CDC Urges Masks for All to Stall Pandemic

By Gary Evans, Medical Writer

Hobbled by early testing mistakes and undercut politically, the Centers for Disease Control and Prevention (CDC) is trying to get a single message heard through the noise and chaos of the worst pandemic in a century: Wear masks.

“I really believe if the American public all embraced masking and we really did it rigorously, in the next four, six or eight weeks we could bring this epidemic under control,” said Robert Redfield, MD, director of the CDC.

There was a time when such an urgent plea by the most respected public health agency in the world would translate to broad action.

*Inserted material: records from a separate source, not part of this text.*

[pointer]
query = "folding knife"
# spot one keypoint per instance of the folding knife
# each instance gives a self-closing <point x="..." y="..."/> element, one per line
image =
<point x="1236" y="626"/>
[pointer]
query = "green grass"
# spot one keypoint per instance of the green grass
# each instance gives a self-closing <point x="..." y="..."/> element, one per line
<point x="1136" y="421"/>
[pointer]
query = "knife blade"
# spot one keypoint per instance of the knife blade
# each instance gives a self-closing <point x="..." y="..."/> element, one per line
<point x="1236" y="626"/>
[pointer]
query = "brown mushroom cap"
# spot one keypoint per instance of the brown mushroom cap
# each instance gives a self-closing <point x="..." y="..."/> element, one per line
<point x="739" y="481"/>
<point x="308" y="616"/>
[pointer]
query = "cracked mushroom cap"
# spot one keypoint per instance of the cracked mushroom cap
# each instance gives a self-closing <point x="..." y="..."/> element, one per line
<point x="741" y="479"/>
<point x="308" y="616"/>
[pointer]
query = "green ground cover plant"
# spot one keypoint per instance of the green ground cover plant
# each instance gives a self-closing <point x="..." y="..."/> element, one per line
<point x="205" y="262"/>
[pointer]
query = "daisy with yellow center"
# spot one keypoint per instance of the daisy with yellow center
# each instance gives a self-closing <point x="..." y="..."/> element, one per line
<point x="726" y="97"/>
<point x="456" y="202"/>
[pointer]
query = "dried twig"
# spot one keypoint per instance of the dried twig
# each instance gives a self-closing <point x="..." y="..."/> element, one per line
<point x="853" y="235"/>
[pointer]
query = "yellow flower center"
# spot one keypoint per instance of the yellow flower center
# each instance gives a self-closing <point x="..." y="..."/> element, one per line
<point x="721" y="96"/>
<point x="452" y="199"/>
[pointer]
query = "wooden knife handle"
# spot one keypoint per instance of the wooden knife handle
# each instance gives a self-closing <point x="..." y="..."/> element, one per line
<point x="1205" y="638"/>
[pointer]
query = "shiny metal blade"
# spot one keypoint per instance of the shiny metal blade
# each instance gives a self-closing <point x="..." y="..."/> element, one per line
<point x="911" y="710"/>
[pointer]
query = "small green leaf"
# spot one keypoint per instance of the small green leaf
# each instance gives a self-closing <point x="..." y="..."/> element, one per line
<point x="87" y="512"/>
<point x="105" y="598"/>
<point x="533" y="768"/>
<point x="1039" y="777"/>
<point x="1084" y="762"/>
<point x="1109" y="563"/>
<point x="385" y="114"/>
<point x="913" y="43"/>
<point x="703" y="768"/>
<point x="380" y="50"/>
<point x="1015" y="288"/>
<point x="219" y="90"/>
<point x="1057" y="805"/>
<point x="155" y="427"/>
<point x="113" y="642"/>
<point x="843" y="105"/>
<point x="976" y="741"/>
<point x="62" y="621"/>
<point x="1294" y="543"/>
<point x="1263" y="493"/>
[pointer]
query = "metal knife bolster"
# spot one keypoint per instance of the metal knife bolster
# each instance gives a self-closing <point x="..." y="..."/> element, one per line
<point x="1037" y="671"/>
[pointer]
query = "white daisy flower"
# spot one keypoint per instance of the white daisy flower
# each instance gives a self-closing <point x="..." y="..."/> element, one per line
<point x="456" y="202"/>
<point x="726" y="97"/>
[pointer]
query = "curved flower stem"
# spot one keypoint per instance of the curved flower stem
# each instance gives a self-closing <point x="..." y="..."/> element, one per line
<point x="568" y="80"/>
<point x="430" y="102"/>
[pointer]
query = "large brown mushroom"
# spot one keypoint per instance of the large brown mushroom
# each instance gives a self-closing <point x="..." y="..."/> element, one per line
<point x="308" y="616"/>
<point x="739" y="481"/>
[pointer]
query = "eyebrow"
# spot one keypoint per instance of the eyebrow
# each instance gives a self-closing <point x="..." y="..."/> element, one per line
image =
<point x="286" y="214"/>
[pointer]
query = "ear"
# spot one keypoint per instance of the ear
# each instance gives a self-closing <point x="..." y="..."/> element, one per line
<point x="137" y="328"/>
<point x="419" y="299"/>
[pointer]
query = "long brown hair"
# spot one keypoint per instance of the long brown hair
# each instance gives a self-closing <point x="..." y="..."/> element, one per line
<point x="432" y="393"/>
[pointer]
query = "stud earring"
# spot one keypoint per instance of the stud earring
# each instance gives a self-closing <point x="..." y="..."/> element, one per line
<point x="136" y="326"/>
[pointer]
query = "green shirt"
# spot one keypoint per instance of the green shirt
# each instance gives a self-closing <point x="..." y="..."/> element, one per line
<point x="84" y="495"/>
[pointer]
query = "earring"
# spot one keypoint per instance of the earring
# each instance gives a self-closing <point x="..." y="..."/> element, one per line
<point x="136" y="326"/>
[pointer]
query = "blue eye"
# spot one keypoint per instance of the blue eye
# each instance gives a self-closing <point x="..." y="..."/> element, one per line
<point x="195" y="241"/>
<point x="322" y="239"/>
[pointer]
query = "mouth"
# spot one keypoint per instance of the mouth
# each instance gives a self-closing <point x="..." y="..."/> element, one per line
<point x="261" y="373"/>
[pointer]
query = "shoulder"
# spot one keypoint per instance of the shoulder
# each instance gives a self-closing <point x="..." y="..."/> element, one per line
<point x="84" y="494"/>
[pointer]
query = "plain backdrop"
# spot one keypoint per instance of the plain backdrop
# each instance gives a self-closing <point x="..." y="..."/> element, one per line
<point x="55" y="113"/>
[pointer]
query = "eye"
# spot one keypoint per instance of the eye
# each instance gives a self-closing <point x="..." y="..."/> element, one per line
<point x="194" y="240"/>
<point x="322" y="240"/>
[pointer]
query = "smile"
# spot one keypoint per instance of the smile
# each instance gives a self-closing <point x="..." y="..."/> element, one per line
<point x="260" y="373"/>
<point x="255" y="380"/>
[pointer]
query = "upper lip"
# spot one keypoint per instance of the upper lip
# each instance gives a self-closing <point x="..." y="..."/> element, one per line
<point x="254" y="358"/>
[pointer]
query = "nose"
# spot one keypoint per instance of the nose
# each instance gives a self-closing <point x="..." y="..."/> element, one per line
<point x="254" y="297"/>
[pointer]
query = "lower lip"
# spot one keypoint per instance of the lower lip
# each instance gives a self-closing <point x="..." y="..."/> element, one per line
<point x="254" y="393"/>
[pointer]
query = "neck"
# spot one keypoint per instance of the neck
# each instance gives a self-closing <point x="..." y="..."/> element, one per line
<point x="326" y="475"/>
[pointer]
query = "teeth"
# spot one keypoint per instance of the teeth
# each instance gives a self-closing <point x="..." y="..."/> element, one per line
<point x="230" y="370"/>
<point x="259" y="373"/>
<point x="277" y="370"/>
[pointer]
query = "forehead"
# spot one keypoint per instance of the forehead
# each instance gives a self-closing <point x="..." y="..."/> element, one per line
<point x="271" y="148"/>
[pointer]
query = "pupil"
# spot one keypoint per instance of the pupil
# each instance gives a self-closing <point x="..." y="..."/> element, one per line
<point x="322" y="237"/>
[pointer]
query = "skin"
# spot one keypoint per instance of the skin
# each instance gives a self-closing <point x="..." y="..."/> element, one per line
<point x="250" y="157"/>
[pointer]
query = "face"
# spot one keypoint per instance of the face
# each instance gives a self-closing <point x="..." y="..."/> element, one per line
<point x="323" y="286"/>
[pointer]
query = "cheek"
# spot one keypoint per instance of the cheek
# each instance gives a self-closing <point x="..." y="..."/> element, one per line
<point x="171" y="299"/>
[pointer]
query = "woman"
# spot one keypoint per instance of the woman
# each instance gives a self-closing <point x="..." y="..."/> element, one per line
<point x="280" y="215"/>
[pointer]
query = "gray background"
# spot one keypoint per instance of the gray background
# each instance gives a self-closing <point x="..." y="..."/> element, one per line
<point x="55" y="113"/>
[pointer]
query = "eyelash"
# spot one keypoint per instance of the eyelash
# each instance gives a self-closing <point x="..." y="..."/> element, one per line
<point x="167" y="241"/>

Now it is an open question, which says all you need to know about the futility and infighting at the highest levels of the pandemic response in the United States.

The CDC cites an accumulating body of evidence in a recently published editorial that the “time is now” for all to wear masks to blunt the spread of SARS-CoV-2 .

“When asked to wear face coverings, many people think in terms of personal protection,” the CDC states. “But face coverings are also widely and routinely used as source control. For instance, if given the choice between having surgery performed by a team not wearing some covering over their mouths and noses vs. a team that does, almost all patients would reject the former. This option seems absurd because it is known that use of face coverings under these circumstances reduces the risk of surgical site infection caused by microbes generated during the surgical team’s conversations or breathing. Face coverings do the same in blocking transmission of SARS-CoV-2.”

Universal masking would lower asymptomatic spread, which may be a “critical driver” of ongoing transmission. The CDC cites the efficacy of this approach demonstrated in public, household, and hospital settings, but concedes it would be exceedingly difficult to do a randomized trial of mask effectiveness in the community.

"In the absence of such data, it has been persuasively argued the precautionary principle be applied to promote community masking because there is little to lose and potentially much to be gained,” the CDC stated. “Like herd immunity with vaccines, the more individuals wear cloth face coverings in public places where they may be close together, the more the entire community is protected. Community-level protection afforded by use of cloth face coverings can reduce the number of new infections and facilitate cautious easing of more societally disruptive community interventions such as stay-at-home orders and business closings."